Lawsuit challenges changes to auto insurance law

By David Eggert
Associated Press

LANSING (AP) — Crash victims and a brain-injury rehabilitation facility challenged Michigan’s new auto insurance law late last week, contending that pending limits on reimbursement rates for nursing and other care violate their constitutional rights.

The lawsuit, filed in Ingham County Circuit Court, names two insurance companies and seeks a declaration that two provisions of the no-fault law are unconstitutional. Democratic Gov. Gretchen Whitmer signed the Republican-sponsored legislation and a subsequent fix in May and June, in a bid to lower high car premiums by letting drivers forego unlimited medical benefits starting next July.

Other key components will take effect in 2021. The suit disputes the legality of limiting reimbursements for in-home attendant care services provided by families of injured people and setting fee schedules for health providers.

“This new law essentially means government can step in and determine who can come into my home and provide my disabled wife her needed around-the-clock care,” said Dr.
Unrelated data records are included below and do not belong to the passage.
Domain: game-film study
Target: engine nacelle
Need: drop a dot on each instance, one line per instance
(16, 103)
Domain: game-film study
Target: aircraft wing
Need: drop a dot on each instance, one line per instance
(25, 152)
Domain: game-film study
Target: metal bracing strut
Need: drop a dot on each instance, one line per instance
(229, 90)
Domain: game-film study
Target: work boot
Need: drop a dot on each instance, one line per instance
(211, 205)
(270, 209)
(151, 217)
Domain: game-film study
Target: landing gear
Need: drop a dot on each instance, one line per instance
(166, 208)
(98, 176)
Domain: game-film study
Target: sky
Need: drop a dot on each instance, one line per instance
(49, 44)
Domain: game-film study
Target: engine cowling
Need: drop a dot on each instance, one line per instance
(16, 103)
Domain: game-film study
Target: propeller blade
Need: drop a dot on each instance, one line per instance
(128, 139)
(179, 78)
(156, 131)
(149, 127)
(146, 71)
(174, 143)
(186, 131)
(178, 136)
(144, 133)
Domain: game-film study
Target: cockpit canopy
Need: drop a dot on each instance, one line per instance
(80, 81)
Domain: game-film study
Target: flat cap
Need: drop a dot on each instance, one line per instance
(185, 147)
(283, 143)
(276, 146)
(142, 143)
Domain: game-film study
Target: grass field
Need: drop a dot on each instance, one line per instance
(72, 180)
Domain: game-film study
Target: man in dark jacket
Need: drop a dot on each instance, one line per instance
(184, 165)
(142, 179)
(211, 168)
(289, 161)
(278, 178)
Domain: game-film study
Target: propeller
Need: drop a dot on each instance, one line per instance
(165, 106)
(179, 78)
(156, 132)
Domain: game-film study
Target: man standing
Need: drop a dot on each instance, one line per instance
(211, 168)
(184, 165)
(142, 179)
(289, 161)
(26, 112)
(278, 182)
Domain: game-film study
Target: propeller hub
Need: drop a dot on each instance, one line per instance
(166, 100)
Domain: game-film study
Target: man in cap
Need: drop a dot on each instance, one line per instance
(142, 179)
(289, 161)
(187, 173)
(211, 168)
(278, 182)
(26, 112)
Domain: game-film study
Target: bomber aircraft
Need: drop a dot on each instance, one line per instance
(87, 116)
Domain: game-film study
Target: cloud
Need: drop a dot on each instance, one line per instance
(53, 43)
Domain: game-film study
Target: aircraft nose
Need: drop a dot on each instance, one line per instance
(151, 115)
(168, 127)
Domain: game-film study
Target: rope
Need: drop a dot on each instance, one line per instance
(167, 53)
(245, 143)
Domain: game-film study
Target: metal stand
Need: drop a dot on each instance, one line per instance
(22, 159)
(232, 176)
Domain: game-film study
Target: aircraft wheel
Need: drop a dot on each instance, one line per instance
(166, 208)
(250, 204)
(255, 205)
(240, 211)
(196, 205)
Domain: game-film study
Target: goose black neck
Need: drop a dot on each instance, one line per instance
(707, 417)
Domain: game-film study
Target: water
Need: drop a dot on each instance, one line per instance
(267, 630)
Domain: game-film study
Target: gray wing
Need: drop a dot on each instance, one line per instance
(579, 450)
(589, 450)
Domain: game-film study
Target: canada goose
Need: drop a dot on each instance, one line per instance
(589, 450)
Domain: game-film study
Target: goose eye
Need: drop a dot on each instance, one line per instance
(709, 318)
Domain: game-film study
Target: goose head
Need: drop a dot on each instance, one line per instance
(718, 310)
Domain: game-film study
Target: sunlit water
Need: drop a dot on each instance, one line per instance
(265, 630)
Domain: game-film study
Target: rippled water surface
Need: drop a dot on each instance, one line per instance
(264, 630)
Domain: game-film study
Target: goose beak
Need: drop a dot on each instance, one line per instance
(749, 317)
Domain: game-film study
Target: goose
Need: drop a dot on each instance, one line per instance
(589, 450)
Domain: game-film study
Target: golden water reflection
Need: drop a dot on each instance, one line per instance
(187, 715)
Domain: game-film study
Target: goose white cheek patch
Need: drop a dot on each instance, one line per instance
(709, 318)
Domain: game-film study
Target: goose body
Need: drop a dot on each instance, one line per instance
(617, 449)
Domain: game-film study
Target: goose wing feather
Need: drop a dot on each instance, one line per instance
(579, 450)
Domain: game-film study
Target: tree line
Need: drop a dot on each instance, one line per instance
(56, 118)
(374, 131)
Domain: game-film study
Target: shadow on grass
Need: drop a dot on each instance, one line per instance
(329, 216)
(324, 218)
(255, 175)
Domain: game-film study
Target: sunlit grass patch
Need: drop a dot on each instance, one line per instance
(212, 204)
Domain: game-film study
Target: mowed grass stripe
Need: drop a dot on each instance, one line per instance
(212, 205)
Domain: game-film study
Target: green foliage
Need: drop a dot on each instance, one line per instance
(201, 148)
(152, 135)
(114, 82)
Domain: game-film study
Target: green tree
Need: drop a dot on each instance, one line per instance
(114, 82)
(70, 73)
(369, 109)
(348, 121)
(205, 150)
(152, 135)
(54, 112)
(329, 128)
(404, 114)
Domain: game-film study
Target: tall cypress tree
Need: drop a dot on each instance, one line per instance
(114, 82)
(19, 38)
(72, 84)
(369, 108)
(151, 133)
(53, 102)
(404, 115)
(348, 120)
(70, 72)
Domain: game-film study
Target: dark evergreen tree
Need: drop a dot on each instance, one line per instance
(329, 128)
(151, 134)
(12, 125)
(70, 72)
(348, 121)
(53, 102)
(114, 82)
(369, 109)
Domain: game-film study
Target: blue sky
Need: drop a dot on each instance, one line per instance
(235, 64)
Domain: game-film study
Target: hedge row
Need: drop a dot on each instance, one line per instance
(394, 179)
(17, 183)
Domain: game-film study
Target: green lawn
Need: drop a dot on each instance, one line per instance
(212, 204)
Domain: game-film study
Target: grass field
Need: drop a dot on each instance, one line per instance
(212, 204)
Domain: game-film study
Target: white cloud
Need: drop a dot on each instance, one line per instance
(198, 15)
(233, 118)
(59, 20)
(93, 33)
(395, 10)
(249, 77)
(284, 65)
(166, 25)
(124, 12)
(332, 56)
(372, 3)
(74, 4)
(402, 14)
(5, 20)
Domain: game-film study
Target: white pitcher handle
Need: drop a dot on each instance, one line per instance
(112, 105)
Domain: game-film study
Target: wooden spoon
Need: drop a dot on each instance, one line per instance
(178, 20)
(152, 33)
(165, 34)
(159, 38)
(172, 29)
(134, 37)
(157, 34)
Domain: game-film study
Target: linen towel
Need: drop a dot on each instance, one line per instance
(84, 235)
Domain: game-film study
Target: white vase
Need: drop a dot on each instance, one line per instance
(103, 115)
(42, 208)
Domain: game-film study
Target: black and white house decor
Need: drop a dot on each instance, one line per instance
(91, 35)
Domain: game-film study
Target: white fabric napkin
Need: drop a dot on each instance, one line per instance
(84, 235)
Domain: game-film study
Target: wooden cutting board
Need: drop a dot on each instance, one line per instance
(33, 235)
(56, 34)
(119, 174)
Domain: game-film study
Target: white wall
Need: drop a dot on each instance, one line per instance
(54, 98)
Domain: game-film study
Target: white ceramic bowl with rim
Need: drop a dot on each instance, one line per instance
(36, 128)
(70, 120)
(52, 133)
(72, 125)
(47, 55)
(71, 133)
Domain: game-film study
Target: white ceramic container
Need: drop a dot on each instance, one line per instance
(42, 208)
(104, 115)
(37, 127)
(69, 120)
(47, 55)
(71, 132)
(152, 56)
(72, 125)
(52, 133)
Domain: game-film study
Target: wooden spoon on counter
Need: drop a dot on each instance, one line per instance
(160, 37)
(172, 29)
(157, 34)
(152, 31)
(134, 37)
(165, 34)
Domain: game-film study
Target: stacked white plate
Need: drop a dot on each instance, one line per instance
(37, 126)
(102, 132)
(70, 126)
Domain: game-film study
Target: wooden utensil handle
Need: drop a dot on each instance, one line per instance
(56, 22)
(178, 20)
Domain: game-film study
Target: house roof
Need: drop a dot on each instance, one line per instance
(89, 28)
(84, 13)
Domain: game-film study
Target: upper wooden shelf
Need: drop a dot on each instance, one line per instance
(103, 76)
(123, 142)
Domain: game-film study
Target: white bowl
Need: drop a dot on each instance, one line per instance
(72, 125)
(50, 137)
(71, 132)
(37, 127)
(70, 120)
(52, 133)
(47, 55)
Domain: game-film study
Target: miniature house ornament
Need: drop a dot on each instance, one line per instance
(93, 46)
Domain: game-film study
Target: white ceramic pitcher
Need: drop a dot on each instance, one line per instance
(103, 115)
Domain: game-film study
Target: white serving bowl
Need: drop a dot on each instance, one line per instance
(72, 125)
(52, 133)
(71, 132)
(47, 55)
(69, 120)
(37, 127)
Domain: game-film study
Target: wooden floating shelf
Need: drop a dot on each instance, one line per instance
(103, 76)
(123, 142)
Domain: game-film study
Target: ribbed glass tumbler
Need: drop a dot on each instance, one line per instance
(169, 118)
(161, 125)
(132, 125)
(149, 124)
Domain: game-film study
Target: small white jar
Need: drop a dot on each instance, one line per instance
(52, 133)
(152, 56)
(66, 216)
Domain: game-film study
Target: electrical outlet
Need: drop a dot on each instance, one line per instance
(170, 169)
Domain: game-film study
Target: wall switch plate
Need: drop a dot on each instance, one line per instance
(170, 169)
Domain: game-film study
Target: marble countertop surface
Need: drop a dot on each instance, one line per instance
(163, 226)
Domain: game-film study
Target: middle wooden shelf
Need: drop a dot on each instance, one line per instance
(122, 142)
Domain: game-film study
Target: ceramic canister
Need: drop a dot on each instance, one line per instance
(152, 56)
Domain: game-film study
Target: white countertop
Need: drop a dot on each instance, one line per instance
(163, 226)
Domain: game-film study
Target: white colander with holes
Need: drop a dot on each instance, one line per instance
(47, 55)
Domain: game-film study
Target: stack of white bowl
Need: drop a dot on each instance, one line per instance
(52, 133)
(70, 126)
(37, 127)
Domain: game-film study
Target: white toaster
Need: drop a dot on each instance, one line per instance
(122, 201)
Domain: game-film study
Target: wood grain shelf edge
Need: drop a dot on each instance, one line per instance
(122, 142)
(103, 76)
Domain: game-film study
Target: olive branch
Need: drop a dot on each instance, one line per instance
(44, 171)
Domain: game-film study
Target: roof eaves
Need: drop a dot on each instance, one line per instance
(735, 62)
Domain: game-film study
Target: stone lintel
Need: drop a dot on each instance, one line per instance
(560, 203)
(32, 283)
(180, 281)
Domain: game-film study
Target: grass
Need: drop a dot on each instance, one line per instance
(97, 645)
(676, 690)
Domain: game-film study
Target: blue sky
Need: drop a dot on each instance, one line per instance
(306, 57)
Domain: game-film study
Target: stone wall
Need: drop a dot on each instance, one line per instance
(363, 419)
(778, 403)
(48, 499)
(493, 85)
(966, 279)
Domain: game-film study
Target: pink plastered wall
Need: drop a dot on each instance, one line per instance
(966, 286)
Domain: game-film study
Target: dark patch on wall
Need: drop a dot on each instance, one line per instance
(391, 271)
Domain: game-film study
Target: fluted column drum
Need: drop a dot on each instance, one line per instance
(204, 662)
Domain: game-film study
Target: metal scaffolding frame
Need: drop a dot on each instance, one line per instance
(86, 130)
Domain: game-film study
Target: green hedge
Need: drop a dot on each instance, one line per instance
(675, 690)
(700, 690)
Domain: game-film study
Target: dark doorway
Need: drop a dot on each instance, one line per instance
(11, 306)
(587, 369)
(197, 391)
Michael Andary.

He is the guardian of one of the plaintiffs, Ellen Andary of East Lansing. She sustained near-fatal injuries in 2014 when a drunken driver going the wrong way on U.S. 127 nearly Mt. Pleasant hit a vehicle in which she was a passenger.

The suit says she receives 36 hours of in-home attendant care a day — 24 of unskilled care and 12 of skilled care.

The law will cap reimbursement to families at 56 hours a week, or eight per day — which the complaint says will retroactively interfere with the vested contractual rights included in the insurance policy of Andary and another plaintiff, Philip Krueger.

He sustained a traumatic brain injury and other injuries in a 1990 accident and is a residential patient at the Ann Arbor-based Eisenhower Center, which also joined the suit.

The 156-patient facility says it is at risk of going out of business due to the law, which includes fee schedules to restrict what car insurers must pay for care, recovery and rehabilitation.

Beginning in July 2021, the rehab center will be reimbursed at 55 percent of what it charged this past January, a rate that will drop to 52.5 percent by mid-2023.

“The Michigan Legislature’s passing of this new, rushed law is a stain on the legal and moral conscience of this great state,” said George Sinas, the lawyer for those suing and general counsel for the Coalition Protecting Auto No-Fault, which opposes the revised law.

Thousands of people, including those catastrophically injured in crashes and some Democratic lawmakers, rallied against the law outside the Capitol last week.

Unlike several other no-fault states, hospitals, doctors and rehab facilities treating crash victims have effectively been able to charge auto insurers far more than they do for patients covered by private or government health plans.

Supporters of the new law have said the lack of fee schedules and Michigan’s one-of-a-kind mandate for unlimited medical coverage are big reasons why premiums are so much higher in the state.

A spokesman for one defendant, Howell-based Citizens Insurance Company of America, declined to comment. A message seeking comment was left with the other defendant, San Antonio-based USAA Casualty Insurance Co.

The Insurance Alliance of Michigan, an industry group that has welcomed the law while saying the “overcharging” of accident victims should stop sooner than 2021, said it was reviewing the suit.
Legal challenges to other parts of the law could be filed later.

Starting in July, motorists will be able to pick among levels of personal injury protection — which on average accounts for half of premiums.

Insurers will be required, for eight years, to reduce — on average — the PIP portion of policies by between 10 percent and 45 percent depending on the option a driver chooses.

They will be prohibited from using nondriving factors such as homeownership, educational level, occupation, ZIP code or credit scores in setting rates — though critics have said other avenues for potential discriminatory prices remain intact.